His love for China crystallized at Peking University, where he teaches the fall semester every year. Having taught at Harvard and some other elite universities before his retirement in the U.S., Stone frequently called the students at Peking University "best on the planet" — they in turn call him "grandpa Stone" — as the students were "very responsive" to the great literature works introduced in his class and genuinely appreciated the classic arts and movies he showed them.
His love for Peking University and his students went beyond the class. In 2006 when he found that neither Peking University nor any other regular Chinese museum had a Western art collection, he decided to organize exhibitions and donated many of his prints of masterpieces to the university. This year, he set up his 12th exhibition, and has over the years donated more than 500 pieces to the university's Arthur M. Sackler Museum of Art and Archaeology, which he serves as the Honorary Advisor.

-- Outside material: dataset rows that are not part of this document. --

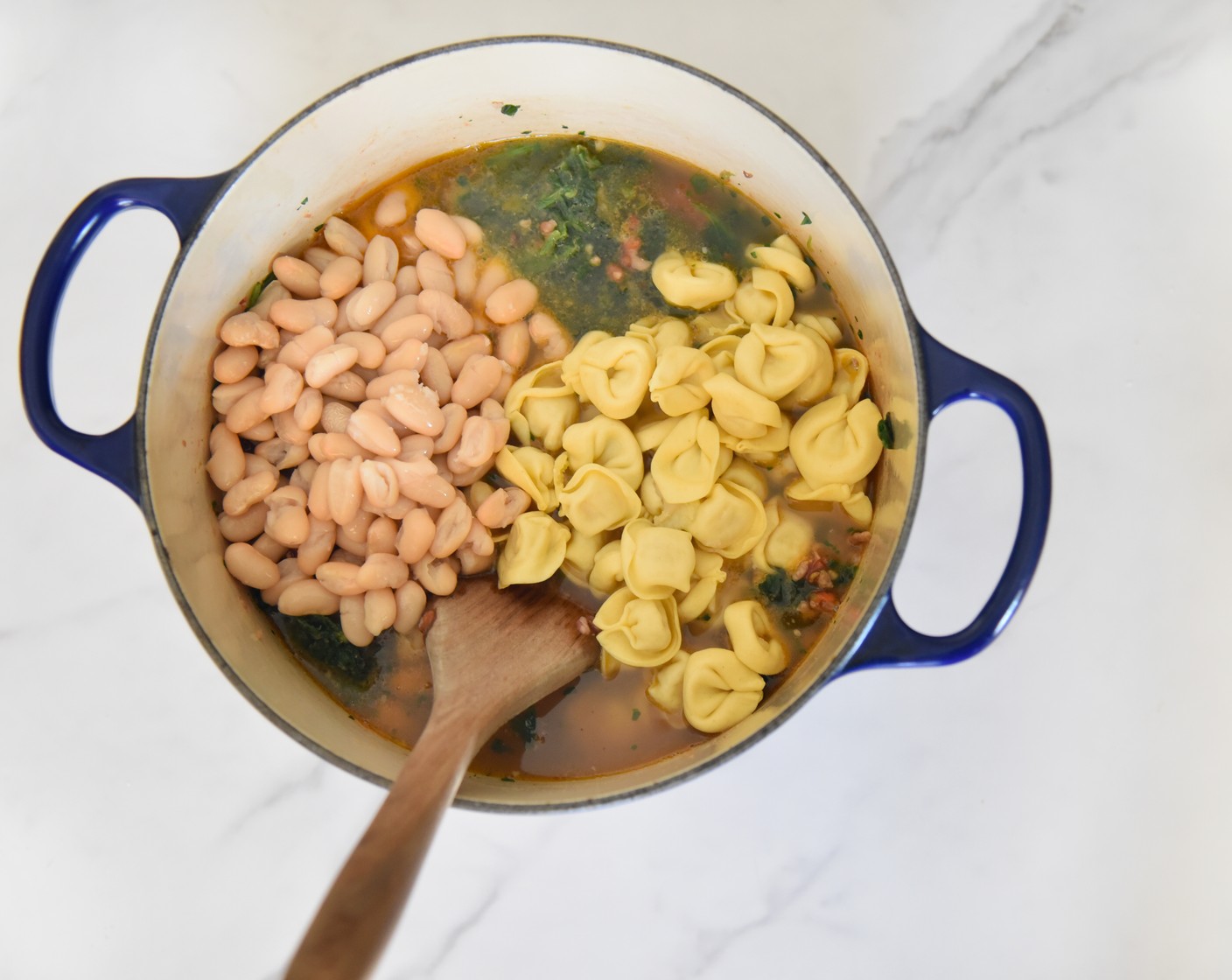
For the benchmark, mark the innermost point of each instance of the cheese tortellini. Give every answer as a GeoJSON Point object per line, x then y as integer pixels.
{"type": "Point", "coordinates": [718, 690]}
{"type": "Point", "coordinates": [615, 374]}
{"type": "Point", "coordinates": [752, 639]}
{"type": "Point", "coordinates": [639, 633]}
{"type": "Point", "coordinates": [773, 360]}
{"type": "Point", "coordinates": [691, 284]}
{"type": "Point", "coordinates": [534, 551]}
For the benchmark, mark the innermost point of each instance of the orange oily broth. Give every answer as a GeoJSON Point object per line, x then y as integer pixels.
{"type": "Point", "coordinates": [597, 725]}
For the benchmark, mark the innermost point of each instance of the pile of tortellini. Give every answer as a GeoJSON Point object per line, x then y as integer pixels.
{"type": "Point", "coordinates": [715, 402]}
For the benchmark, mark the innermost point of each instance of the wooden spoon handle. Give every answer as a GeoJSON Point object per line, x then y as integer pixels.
{"type": "Point", "coordinates": [360, 913]}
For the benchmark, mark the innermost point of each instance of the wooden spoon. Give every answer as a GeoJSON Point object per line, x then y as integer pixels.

Despite his nearly four decades in China, Stone is modest in any attempt of characterizing the country. "There is a kind of cliché in the West of a kind of monolithic Chinese identity and a lack of inventiveness and a kind of group mentality or conformism, but there are figures in the Chinese culture that certainly defy that."
He said he had read the classic Chinese novel "Journey to the West" before he came to China. After coming to Beijing, he saw the Peking Opera adaptation of the novel and began to associate the all-defying Monkey King with the Chinese culture and his own traveling around the country.
"Chinese culture is full of these figures like the Monkey King who are really anarchic. He is the impudent figure who defies authority and the public responds to that, in the sense that he represents for them a certain kind of eccentrics. China has had always its great eccentrics," he said.
"Every generalization about China can be immediately rebutted by another set of circumstances... It is a country that defies definition."